More significantly than being good in an entirely different way from people, God’s intelligence was incommensurate with that of humanity:

“Man is intelligent when he reasons, and the supreme intelligence has no need to reason; there are for it neither premises, nor consequences, there is not even the propositional; it is purely intuitive, it sees equally all that is and all that can be, all truths are for it a single idea like all places are a single point and all times a single moment.” (593)

Another unhelpful generalization about Enlightenment thinkers is that they all espoused a difference-blind humanism. Certainly, for Rousseau, “everyone is born naked and poor, everyone subject to the miseries of life, the chagrins, the ills, the necessities, all sorts of pains; finally everyone is condemned to die. That is what man truly is; that from which no mortal is exempt.” (504) Any abstract notion of humanity however had to pass through personal experience:

“It will only be after having cultivated his nature in a thousand ways, after a great amount of reflection on his own sentiments, and on those he will observe in others, that he will be able to arrive at generalizing his individual notions, under the abstract idea of humanity, and connect his particular affections with those that can identify him with his species.” (520)

These reflections took into account both “the common accidents of the species” and “[people’s] differences […,] the measure of natural and civic inequality, and the picture of the entire social order.” (524) As children developed, one observed an “almost infinite division of characters.” (510) This diversity, this “particular genius of the child […] must be well understood in order to know which moral regime is appropriate for him.” (324)

Human morality was conventional and intimately connected to society: “It is necessary to study society by men, and men by society: those who will want to consider separately the political and the moral, will never understand anything of either of them.” (524) Yet it was just as intimately connected to “that from which no mortal is exempt.” Just as Hobbes mistook the character of men shaped by a certain society as human nature, the God of organized religion had little to do with what God might be if unreasonable opinions and prejudices were put aside.

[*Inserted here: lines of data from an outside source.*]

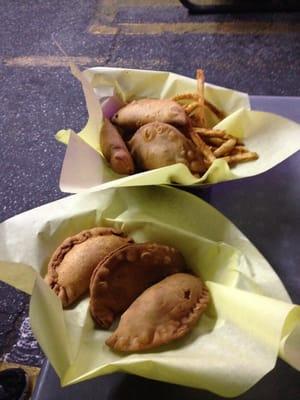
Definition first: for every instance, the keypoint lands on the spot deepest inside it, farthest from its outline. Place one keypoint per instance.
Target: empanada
(141, 112)
(158, 144)
(71, 266)
(114, 149)
(164, 312)
(125, 274)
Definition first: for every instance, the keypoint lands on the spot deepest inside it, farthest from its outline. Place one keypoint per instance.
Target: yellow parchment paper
(250, 322)
(273, 137)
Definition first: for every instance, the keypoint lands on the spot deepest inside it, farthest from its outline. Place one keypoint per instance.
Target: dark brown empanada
(125, 274)
(164, 312)
(141, 112)
(71, 266)
(158, 144)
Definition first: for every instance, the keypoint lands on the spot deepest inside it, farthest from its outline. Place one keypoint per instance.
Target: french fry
(218, 113)
(200, 90)
(217, 133)
(185, 97)
(189, 108)
(203, 147)
(242, 157)
(225, 148)
(239, 149)
(213, 141)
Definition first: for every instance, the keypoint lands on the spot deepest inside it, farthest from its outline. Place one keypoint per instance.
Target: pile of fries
(212, 143)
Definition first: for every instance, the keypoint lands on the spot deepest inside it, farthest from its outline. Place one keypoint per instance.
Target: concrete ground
(258, 54)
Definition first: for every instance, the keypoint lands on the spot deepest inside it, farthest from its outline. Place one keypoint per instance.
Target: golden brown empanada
(114, 149)
(164, 312)
(71, 266)
(125, 274)
(141, 112)
(158, 144)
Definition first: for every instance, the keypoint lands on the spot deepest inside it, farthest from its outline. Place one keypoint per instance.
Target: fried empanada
(158, 144)
(141, 112)
(125, 274)
(71, 266)
(164, 312)
(114, 149)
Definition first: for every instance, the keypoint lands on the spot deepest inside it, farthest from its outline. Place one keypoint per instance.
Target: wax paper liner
(250, 321)
(273, 137)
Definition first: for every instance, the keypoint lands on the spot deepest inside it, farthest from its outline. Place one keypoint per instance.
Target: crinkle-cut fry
(185, 97)
(225, 148)
(213, 141)
(218, 133)
(218, 113)
(242, 157)
(190, 108)
(200, 90)
(203, 147)
(239, 149)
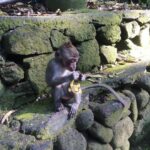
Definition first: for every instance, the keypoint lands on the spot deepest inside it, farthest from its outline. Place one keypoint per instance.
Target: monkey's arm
(75, 105)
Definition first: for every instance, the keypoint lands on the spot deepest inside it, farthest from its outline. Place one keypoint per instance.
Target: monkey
(61, 71)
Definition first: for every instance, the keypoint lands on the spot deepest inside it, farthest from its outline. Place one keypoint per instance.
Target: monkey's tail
(97, 85)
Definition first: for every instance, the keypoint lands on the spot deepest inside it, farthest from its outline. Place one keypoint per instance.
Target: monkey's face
(71, 64)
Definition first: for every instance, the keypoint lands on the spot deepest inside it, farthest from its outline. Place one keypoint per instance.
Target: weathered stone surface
(64, 5)
(143, 81)
(11, 73)
(131, 15)
(126, 146)
(93, 145)
(101, 133)
(108, 113)
(85, 120)
(106, 18)
(109, 53)
(131, 29)
(142, 98)
(89, 55)
(144, 18)
(141, 130)
(37, 70)
(14, 140)
(122, 131)
(79, 31)
(133, 106)
(26, 40)
(57, 38)
(109, 34)
(43, 126)
(144, 37)
(41, 120)
(42, 145)
(71, 140)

At the risk of adding more eloquence into the mix, Shylock’s famous speech from The Merchant of Venice nicely captures the sort of reasoning and normativity that can arise from societies and religions that have lost sight of “what man truly is”:

“To bait fish withal; if it will feed nothing else, it will feed my revenge. He hath disgrac’d me and hind’red me half a million, laugh’d at my losses, mock’d at my gains, scorned my nation, thwarted my bargains, cooled my friends, heated mine enemies. And what’s his reason? I am a Jew. Hath not a Jew eyes? Hath not a Jew hands, organs, dimensions, senses, affections, passions? Fed with the same food, hurt with the same weapons, subject to the same diseases, healed by the same means, warmed and cooled by the same winter and summer as a Christian is? If you prick us, do we not bleed? If you tickle us, do we not laugh? If you poison us, do we not die? And if you wrong us, shall we not revenge? If we are like you in the rest, we will resemble you in that. If a Jew wrong a Christian, what is his humility? Revenge. If a Christian wrong a Jew, what should his sufferance be by Christian example? Why, revenge! The villainy you teach me I will execute, and it shall go hard but I will better the instruction.”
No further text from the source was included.